Just because you've never found one of these as a fossil, doesn't mean it never existed.

Inferred palaeontology is the study of organisms for which there is no physical evidence of their having existed, but which expert palaeontologists are certain did. Freed from the confines of evidence-based fossil studies, such 'experts' (i.e. me) can then give full rein to their imagination, creating fabulous animals that roamed the land or cruised the seas some time in the distant past.

Jellyfish with pointy teeth perhaps? Giant, lightweight whales filter-feeding nutritious dust out of the sky? Pole-legged waderbirds? Their lack of fossil record is an inconvenience, but should not preclude them from appearing in palaeontological textbooks.

Hidden in the nonsense is a real point (somewhere). The fossil record is extremely patchy, yet we trust it to reveal the life of the past since it's all we've got. There is no alternative fossil record with which to compare it.

This might be true, then again, it might not.

Just because it is the only palaeontological dataset available, however, does it mean we have to accept it? Look at all the different animals and plants found on a beach at the modern day. How many of them will ever become fossils? None, probably, and those that do will most likely be shells.

Anything delicate, soft-bodied, or particularly attractive to predators or scavengers, has almost no chance of being fossilized. Yet we use the fossil record to construct extinction models stating that 85% of life died out at the end of the Ordovician (or whatever). Is it likely we are even close to the truth? Is it likely we can get a real handle on the nature of ancient nature?

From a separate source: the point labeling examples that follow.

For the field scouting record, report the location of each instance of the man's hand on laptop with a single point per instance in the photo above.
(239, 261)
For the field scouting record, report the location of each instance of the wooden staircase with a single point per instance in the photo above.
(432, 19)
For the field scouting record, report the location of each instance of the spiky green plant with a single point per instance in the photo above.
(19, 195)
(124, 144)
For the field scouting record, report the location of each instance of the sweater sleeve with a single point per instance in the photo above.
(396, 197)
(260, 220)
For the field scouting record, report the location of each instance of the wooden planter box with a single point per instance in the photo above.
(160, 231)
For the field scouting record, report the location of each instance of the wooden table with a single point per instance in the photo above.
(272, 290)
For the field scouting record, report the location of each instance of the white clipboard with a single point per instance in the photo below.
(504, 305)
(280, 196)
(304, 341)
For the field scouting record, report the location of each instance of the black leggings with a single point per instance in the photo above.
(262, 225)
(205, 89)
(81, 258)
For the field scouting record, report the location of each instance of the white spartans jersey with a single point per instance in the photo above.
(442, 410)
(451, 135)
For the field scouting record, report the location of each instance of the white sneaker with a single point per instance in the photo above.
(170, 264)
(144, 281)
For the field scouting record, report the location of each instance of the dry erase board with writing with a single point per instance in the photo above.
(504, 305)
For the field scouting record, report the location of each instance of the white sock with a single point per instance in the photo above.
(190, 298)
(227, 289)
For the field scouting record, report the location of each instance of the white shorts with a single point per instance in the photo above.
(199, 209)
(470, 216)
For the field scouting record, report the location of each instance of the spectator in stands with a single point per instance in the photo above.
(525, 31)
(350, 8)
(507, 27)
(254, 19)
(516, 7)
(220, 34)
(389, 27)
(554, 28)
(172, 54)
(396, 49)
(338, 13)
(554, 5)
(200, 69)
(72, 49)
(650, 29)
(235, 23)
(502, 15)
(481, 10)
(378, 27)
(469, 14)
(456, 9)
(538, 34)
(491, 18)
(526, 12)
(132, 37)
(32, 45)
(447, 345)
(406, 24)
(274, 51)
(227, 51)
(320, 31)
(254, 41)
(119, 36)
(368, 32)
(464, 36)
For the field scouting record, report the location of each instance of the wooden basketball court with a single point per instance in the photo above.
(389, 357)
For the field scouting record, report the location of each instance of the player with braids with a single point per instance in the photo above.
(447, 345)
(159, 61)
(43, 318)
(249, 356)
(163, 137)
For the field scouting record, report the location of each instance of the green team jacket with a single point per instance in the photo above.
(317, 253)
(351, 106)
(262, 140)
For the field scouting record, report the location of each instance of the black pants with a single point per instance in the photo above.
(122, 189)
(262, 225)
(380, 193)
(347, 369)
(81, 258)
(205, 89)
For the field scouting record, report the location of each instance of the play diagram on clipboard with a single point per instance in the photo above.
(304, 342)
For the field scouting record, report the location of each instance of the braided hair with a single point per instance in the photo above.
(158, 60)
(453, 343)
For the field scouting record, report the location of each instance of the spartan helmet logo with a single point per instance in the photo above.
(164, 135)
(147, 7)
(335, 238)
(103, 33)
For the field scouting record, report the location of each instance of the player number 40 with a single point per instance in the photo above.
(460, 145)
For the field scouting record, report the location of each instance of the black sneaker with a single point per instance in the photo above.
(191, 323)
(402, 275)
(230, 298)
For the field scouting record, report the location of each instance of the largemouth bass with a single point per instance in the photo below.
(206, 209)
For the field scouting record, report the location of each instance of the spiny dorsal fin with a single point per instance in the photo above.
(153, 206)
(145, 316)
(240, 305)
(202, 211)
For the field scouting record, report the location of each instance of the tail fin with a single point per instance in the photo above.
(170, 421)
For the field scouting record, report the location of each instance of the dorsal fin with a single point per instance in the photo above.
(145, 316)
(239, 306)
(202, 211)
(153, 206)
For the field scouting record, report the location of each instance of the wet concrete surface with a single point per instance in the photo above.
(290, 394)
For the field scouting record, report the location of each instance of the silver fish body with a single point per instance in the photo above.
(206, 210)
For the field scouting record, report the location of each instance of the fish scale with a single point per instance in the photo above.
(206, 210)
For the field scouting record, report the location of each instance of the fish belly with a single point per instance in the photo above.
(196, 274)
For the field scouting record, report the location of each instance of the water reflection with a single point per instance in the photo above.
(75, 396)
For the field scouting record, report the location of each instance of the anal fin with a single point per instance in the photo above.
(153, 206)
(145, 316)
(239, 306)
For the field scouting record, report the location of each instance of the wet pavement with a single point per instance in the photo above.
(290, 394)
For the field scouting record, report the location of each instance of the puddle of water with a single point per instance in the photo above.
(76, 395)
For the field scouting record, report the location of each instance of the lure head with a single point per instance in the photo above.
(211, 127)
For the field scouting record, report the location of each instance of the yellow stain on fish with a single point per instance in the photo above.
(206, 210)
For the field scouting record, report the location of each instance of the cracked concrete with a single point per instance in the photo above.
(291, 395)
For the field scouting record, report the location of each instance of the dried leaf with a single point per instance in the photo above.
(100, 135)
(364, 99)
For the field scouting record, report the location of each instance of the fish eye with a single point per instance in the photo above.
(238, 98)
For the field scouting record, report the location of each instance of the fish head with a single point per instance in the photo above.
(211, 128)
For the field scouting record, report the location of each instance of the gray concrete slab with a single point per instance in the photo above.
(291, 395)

Maybe not, but perhaps the first thing we can do as palaeontologists is to pay for more attention to modern ecosystems and use them as analogues. We can assess the preservation potential of living animal groups and then test whether this correlates at all to their scarcity in the fossil record. It won't be perfect, but it'll be a start.

It's the same for sedimentary geology.  In 2003, I spent a couple of months in Nevada and California assisting my friend Alex in investigating modern desert river systems. We carried out transects across the Ralston Valley near Tonopah, NV, then across Death Valley and Panamint Valley in California, and pretty much no matter where we dug, all we came across was fine-grained, buff-coloured sediment.
In the buff, in Ralston Valley, Nevada.

Sometimes it had been deformed by the growth of salt crystals, sometimes there was a dash of gravel, sometimes there were calcretes beneath the surface, but almost everywhere we looked it was buff. It was dispiriting and repetitive. Yet as soon as we went to look at Miocene fluvial sediments in the Virgin River valley we found channels, cross-bedding, gravel layers, sands, muds, ripples and all sorts. They bore no resemblance whatsoever to their modern equivalents. What was going on?

Then, nearly a year after we'd been there, there was a major flood in Death Valley. Heavy rain fell on the mountains, came charging down the slopes, channels and fans into the valley and caused widespread damage to the Furnace Creek area. Roads were destroyed, cars upturned, buildings damaged and two people were killed.

Some buildings were almost buried in gravel, indicating deposition of perhaps four feet of sediment. Suddenly it became clear: although the buff sediment represented normality it rarely (perhaps never) got preserved in the rock record because as soon as a powerfully erosive event came along it scoured the buff away. In the future all that would be preserved in the rocks would be a series of channelized gravels and sands and perhaps a pocket of buff here or there.

 
The same must happen in other environments - everyday sediment might last for years but as soon as a powerful event comes along it gets obliterated. And then sediments from a 1 in 20 year storm would get removed by a 1 in 100 year storm, and those by a 1 in 1000 year storm, and so on. Eventually all that is left is a snapshot of a momentous occasion, as opposed to the long term record of day-to-day deposition.

Thus, extracting Earth history from the geological succession becomes akin to extracting the true story of a mass killing from the only survivor, a mentally ill man with a penchant for lying.  If you like a challenge, however, then it's just about the most interesting subject imaginable.